In the ponds near my house on St. John I see great egrets, snowy egrets, and cattle egrets, as well as black-crowned and yellow-crowned night herons, green herons, great blue herons, and little blue herons. None of these are special types of birds that live only in the tropics. They can be found all along the east coast of the US, and lots of other places as well. But some of these birds are actually full-time residents of the Virgin Islands. How can you tell?

 Herons and egrets that breed in the northeast US during the spring generally move south in the fall, and a few might pass through or even end up in the Virgin Islands. Birds in warmer southern states don’t migrate in the same way. In the Caribbean, as well, some of the birds stay around all year, raising their young on island time. Their breeding schedule is linked to the wet and dry seasons that affect the availability of food here, rather than northern temperatures and ecological cycles. 

Raffaele’s book Birds of the West Indies identifies a number of birds in the heron/egret family as “common residents” that live and breed here: snowy egrets and cattle egrets, green and little blue herons, and yellow-crowned night herons.

Great egrets are considered “uncommon residents” in the Caribbean.

Last fall I saw flocks of great egrets gathering in Jamaica Bay in New York City at the end of September, and then one day in early October woke up to find a bunch of them sitting in the trees around the pond by my house in Fish Bay. It seemed like we were on the same flight path.
Photo Gail Karlsson

After a few days most of the great egrets were gone, but a couple seemed to be fishing in the pond all winter. Were they on St. John all along, or did one pair of migrants settle down in the neighborhood for the season?
Great egret couple in Fish Bay pond
Photo Gail Karlsson
You would definitely be sure that an egret is living on St. John if you could find its nest. Up north, I have seen large numbers of nests all built close together in one or two trees, since there herons and egrets usually breed in colonies in the spring and stick together for protection. An ‘uncommon resident’ couple might end up nesting alone though, and at a different time of year. I have gone around looking for great egret nests in marshy areas of St. John, so far without success. If they are here, they are pretty well hidden. 

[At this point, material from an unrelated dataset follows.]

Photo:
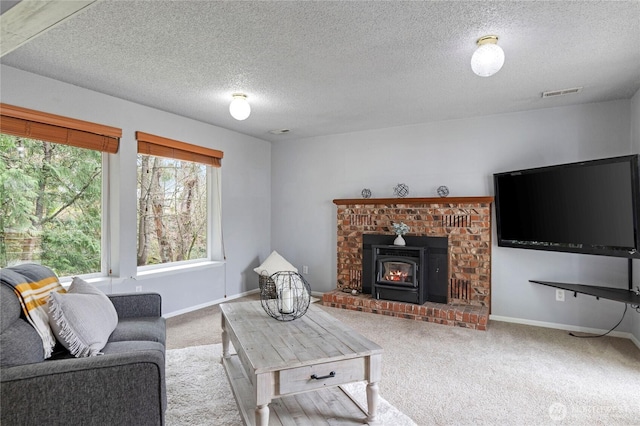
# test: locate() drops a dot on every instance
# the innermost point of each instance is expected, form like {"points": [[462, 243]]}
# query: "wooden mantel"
{"points": [[430, 200]]}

There is another indication, though, that a great egret is a resident: if you see breeding plumage. I have definitely seen birds in the pond with the long, lacy breeding feathers that are called aigrettes. (These plumes became popular for decorating ladies’ hats in the late nineteenth century, and during that time egrets were hunted almost to the point of extinction.) 

Photo Gail Karlsson

So I do think at least some of the great egrets I see are permanent residents. Others, like me, travel back and forth, attracted to the warmth of the tropics, but not content to stay in one place all year. As Joni Mitchell wrote: “They got the urge for going, and they got the wings so they can go.”